The $70 price target set by Piper Sandler is based on approximately 38 times the firm’s projected earnings per share (EPS) for Robinhood in 2026. The analysts underscored, however, that the rating is subject to risks including regulatory uncertainty, fluctuations in retail trading activity, and potential legal challenges that the company might face. InvestingPro data reveals that the stock currently trades at a P/E ratio of 35.41, with analysts having recently revised their earnings expectations downward. For deeper insights into Robinhood’s valuation and comprehensive analysis, investors can access the detailed Pro Research Report, available exclusively to InvestingPro subscribers.
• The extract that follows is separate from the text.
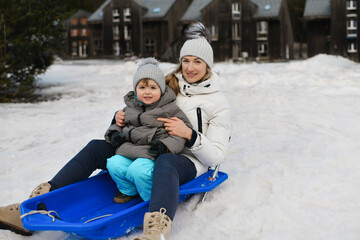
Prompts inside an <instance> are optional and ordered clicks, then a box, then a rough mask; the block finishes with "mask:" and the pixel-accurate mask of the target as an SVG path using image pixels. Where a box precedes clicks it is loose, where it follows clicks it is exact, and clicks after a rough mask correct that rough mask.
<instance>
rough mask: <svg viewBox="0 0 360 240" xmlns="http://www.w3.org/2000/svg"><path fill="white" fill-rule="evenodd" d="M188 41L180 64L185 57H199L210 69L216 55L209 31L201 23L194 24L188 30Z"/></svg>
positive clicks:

Robinhood’s strategy includes leveraging its already successful cash equity and options brokerage to further develop its cryptocurrency trading segment. This approach is expected to attract and retain customers interested in a broad array of trading options. Piper Sandler’s endorsement reflects confidence in Robinhood’s ability to capitalize on the current market dynamics and its robust positioning in the cryptocurrency space.

In other recent news, Robinhood has announced the expansion of its desktop platform to the United Kingdom (TADAWUL:4280), aiming to provide UK retail investors with enhanced trading tools. This strategic move is part of Robinhood’s ongoing efforts to broaden its global footprint and cater to a growing base of retail investors. Additionally, Needham analysts have raised their price target for Robinhood shares to $71, maintaining a Buy rating. The upgrade is influenced by Robinhood’s product expansion, including its acquisition of WonderFi and the anticipated closure of the Bitstamp acquisition in 2025, which are expected to bolster its cryptocurrency offerings.
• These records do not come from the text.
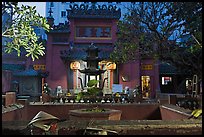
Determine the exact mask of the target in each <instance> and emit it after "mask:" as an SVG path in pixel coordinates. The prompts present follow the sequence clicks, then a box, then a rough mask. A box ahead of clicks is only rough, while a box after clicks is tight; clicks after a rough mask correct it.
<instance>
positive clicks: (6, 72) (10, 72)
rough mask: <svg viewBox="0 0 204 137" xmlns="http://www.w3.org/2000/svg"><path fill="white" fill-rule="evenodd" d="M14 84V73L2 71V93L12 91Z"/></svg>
mask: <svg viewBox="0 0 204 137" xmlns="http://www.w3.org/2000/svg"><path fill="white" fill-rule="evenodd" d="M11 82H12V72H11V71H8V70H2V93H5V92H7V91H9V90H10V88H11Z"/></svg>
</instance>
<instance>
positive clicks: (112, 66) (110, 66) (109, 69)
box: [106, 62, 116, 70]
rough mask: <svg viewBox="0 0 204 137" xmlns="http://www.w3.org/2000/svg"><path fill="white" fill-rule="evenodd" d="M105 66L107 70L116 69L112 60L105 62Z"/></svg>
mask: <svg viewBox="0 0 204 137" xmlns="http://www.w3.org/2000/svg"><path fill="white" fill-rule="evenodd" d="M106 68H107V69H108V70H113V69H116V64H115V63H113V62H107V63H106Z"/></svg>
Meanwhile, Keefe, Bruyette & Woods (KBW) has maintained a Market Perform rating for Robinhood, with a price target of $47. The firm’s analysis indicates that while equity trading volumes align with expectations, options and cryptocurrency trading volumes have slightly underperformed. KBW’s report suggests that Robinhood’s second quarter earnings per share could exceed consensus estimates if current metrics persist. Furthermore, Mogo Inc. has expressed support for Robinhood’s acquisition of WonderFi Technologies, highlighting the strategic value and liquidity benefits of the transaction. This acquisition, valued at approximately C$250 million, is anticipated to be completed in the second half of 2025, pending necessary approvals.